Statutory language should be construed reasonably, keeping in mind the purpose of the act. Draprop Corp v Ann Arbor, 247 Mich App 410, 415; 636 NW2d 787 (2001). As stated previously, the purpose of the cra was to strictly prohibit discrimination in the workplace committed directly by the employer or through its agents. I agree that “the language in the definition of ‘employer’ concerning an ‘agent’ of the employer was meant merely to denote respondeat superior, rather than individual liability.” Jager, supra at 484. This is consistent with our Supreme Court’s holding in Radtke v Everett, 442 Mich 368, 382-383; 501 NW2d 155 (1993), that a plaintiff must necessarily prove the element of respondeat superior in a claim of hostile environment harassment.
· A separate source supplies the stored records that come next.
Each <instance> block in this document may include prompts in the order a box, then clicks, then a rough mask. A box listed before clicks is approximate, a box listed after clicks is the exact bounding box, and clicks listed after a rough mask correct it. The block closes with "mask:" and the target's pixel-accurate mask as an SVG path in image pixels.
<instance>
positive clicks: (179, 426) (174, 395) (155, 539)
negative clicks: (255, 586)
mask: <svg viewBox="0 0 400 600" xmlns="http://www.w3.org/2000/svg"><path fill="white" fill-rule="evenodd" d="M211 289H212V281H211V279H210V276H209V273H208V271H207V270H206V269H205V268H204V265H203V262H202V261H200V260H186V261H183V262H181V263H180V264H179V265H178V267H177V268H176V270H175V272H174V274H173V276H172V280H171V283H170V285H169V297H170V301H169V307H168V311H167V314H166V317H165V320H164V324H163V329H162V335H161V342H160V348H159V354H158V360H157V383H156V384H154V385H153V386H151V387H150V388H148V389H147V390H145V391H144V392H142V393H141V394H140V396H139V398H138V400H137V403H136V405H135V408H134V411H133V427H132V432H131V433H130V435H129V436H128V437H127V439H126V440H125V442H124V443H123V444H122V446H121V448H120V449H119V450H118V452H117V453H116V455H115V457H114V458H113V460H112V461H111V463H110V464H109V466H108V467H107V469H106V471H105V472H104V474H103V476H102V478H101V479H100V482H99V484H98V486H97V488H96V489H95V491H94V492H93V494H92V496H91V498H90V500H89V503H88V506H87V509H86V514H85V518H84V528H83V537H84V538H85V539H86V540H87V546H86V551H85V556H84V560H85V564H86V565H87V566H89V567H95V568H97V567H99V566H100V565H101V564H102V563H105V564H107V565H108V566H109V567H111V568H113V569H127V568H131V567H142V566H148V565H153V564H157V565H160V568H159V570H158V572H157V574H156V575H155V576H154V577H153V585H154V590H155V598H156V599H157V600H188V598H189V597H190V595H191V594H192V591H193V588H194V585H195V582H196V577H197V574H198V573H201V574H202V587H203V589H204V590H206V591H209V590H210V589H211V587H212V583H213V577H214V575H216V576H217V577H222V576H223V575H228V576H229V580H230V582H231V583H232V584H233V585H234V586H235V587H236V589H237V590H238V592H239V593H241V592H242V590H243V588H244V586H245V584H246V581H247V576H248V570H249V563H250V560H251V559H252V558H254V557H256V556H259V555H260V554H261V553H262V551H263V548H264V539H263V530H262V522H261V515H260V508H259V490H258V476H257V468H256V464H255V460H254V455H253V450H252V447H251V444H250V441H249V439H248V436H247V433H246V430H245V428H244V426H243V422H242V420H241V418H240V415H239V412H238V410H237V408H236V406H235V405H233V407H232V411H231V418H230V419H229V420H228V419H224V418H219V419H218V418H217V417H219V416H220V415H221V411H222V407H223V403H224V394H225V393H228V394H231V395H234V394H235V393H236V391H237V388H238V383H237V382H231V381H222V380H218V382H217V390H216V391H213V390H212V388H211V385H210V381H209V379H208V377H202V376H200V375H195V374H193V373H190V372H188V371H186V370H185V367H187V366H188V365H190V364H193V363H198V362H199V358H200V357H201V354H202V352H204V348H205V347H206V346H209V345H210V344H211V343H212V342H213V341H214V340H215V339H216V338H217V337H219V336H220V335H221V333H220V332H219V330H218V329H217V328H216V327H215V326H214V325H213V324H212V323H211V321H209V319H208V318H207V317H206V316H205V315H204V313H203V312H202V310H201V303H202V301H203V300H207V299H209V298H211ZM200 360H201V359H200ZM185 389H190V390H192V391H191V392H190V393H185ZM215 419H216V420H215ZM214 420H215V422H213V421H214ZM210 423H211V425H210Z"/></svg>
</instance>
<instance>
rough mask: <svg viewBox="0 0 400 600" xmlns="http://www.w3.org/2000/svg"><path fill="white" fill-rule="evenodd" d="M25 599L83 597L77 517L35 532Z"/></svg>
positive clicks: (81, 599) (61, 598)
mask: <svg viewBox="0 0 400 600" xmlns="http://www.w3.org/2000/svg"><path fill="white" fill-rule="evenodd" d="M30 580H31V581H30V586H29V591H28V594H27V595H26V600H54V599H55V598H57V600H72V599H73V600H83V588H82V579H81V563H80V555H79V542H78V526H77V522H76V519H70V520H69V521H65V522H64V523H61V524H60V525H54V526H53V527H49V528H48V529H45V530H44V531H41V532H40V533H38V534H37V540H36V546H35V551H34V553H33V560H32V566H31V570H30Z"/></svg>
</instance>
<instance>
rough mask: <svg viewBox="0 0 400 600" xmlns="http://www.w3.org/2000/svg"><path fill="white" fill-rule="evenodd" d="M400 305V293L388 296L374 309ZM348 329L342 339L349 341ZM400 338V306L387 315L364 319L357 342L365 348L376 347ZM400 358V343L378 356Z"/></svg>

Bringing a cra claim against an agent of the employer in an individual capacity would render this requirement superfluous and do nothing to forward the purposes of the act. Thus, I concur in the Jager Court’s conclusion that the inclusion of “agent” within the definition of “employer” “does not signal an intent by the Legislature to make individuals as well as employers hable under the act.” Jager, supra at 483-484.

*214Accordingly, I disagree with the majority that Jager was wrongly decided and I would affirm the trial court’s grant of a directed verdict in favor of Bennett.

This is not to say, of course, that no action at all can lie against an actor individually. Traditional tort actions, when warranted, could still be asserted against an agent in his or her individual capacity. Thus, I agree with the majority that “an agent is generally liable to a third person for misfeasance and for his own tortious acts.” But, this is not the same as saying the actor is individually liable for violations of the cra.